Kolumne Pedanterie: Wenn Azubis zu genau arbeiten

Die Pedanterie ist eine übertriebene Genauigkeit und starke Ordnungsliebe. Mit dieser Eigenschaft geht aber häufig auch der Blick für die Zusammenhänge verloren. Ausbildungsberater Peter Braune erklärt, wie Ausbilder damit umgehen können, wenn Azubis sehr genau – oder auch zu genau arbeiten.

Pedanterie kann im Arbeitsalltag Vor- und Nachteile haben.
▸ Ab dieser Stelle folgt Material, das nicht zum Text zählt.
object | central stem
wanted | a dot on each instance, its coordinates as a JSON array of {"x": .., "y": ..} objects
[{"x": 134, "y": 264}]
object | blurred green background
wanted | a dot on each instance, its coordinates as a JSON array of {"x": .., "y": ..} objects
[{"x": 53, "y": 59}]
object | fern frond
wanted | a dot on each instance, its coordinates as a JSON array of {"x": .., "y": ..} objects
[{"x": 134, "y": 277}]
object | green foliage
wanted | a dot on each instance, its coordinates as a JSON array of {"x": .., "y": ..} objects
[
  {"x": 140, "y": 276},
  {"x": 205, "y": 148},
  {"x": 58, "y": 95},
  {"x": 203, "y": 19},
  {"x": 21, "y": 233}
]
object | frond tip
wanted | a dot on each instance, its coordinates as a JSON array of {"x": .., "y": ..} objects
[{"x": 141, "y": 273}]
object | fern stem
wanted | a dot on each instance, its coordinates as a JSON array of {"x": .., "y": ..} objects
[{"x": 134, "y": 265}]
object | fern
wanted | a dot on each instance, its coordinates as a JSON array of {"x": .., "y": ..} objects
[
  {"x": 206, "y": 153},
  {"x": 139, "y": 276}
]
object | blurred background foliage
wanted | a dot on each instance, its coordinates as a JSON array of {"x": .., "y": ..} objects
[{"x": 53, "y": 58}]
Wichtig ist, den Umgang damit zu gestalten. - © Karin & Uwe Annas - stock.adobe.com

Ein Fall aus der Ausbildungspraxis: Ein Meister hatte es mit einem Lehrling zu tun, der sehr akribisch arbeitete und zur Pedanterie neigte. Nach vielen Bemühungen hatte er endlich einen Bewerber für eine Lehre als Kaufmann für Büromanagement gefunden. Im Verlauf der Probezeit und auch danach musste er jedoch feststellen, dass der junge Mann übertrieben gewissenhaft und gründlich war. Er hat große Angst vor Fehlern, Schuld und Strafe, die nach seinem Gefühl sogar zur Auflösung des Lehrvertrages führen könnten.

Pedanterie kann im Arbeitsalltag schwierig sein

Er hatte zwar einen sehr guten Blick auf alle Einzelheiten, es fiel ihm dann aber schwer, eine Entscheidung hinsichtlich richtig oder falsch zu treffen. Einwände hatte er nicht gelten lassen. Schnell schuf er sich ein sicheres Umfeld. Das wollte er möglichst nicht verlassen. Auch wenn scheinbar alles gut gelaufen war, beurteilte er sich, seine Umgebung und Arbeit schlecht.
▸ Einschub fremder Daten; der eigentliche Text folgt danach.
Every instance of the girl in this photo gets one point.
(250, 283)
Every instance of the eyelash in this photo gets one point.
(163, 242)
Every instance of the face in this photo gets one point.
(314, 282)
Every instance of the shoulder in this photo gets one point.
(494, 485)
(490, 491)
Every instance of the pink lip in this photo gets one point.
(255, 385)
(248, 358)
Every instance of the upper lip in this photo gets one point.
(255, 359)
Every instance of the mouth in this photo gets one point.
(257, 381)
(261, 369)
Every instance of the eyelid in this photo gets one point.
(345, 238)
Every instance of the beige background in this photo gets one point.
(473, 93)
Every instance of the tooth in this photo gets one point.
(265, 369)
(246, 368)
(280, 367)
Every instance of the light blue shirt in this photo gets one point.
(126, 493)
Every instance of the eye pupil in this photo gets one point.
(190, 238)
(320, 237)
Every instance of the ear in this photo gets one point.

Das alles hatte der Meister im Praktikum nicht bemerkt. Der Junge war während seiner Schulzeit vier Wochen im Betrieb. Doch erst später bemerkte er, dass der jetzige Azubi sich in seine Genauigkeit hineinsteigerte und zur Pedanterie neigte. Seine Unsicherheit oder empfindliche Wesensart konnte er lange verbergen.
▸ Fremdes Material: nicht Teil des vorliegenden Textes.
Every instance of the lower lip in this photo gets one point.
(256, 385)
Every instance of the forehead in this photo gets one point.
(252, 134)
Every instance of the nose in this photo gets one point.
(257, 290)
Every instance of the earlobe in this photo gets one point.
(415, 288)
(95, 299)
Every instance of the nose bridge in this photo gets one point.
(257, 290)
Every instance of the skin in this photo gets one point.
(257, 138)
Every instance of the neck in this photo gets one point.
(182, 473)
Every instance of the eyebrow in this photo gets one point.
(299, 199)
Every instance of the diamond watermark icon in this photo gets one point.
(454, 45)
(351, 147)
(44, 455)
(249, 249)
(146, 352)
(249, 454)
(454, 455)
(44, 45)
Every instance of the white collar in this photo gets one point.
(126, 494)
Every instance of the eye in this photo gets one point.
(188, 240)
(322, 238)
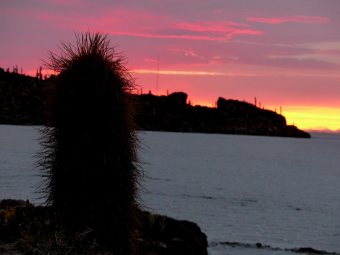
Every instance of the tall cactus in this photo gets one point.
(90, 148)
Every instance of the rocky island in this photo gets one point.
(22, 102)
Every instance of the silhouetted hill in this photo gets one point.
(172, 113)
(22, 102)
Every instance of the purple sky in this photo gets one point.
(284, 52)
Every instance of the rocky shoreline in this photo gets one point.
(23, 100)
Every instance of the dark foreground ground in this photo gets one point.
(28, 229)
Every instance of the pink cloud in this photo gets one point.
(290, 19)
(224, 29)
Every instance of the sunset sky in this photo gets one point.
(286, 53)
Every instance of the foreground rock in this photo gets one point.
(29, 229)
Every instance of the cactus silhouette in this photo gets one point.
(89, 155)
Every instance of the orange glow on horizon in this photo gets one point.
(313, 118)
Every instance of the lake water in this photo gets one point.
(281, 192)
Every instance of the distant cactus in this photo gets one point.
(90, 149)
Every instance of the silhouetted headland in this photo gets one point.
(23, 102)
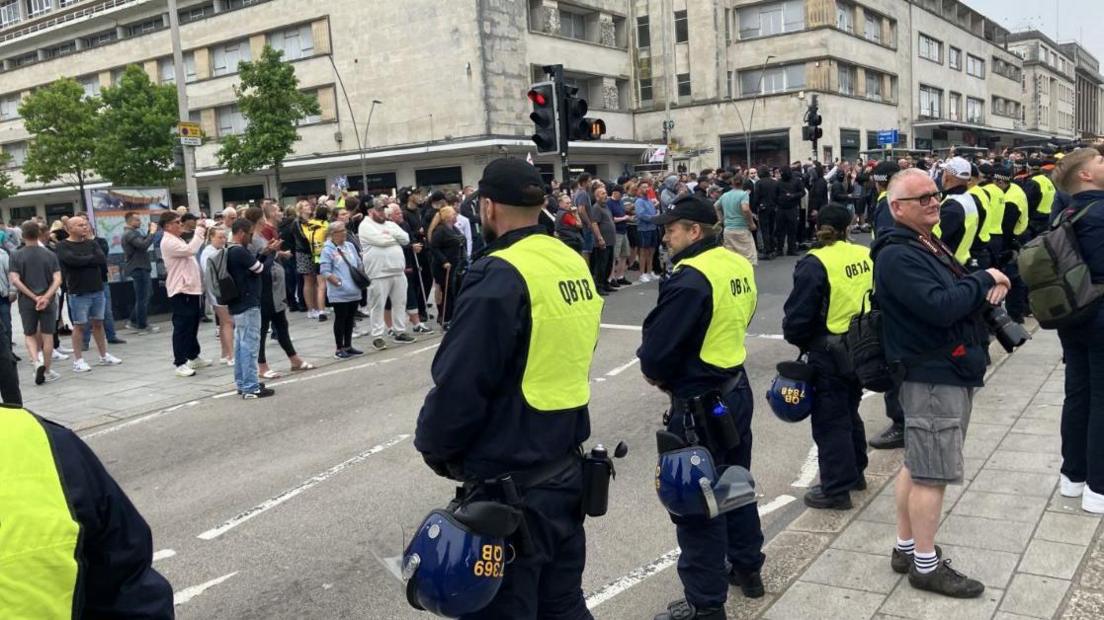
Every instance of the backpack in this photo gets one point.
(864, 346)
(218, 276)
(1060, 288)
Auf der einen Seite konnte der Meister keinen Erbsenzähler gebrauchen. Doch dann überlegte er, ob die Pedanterie nicht auch ein Vorteil sein könnte. Es gibt ja durchaus Berufe, bei denen dieses Merkmal im Zusammenhang mit den Finanzen wichtig ist. Solchen Leuten fällt es leicht, mit Zahlen umzugehen, nach Fehlern zu suchen und die Einzelheiten zu verfolgen, an die viele Menschen nicht denken.

Pedanterie: Die Vorteile nutzen

Er tauscht sich sicherheitshalber noch mit einigen Kollegen aus. Einer hat die Erfahrung gemacht, dass eine Pedantin sehr zuverlässig und verantwortungsvoll war. Aus weiteren Gesprächen sammelte er Hinweise zum Umgang mit der Pedanterie und gestaltete die Lehrstelle dann so, dass er die Eigenschaften bewusst nutzen konnte.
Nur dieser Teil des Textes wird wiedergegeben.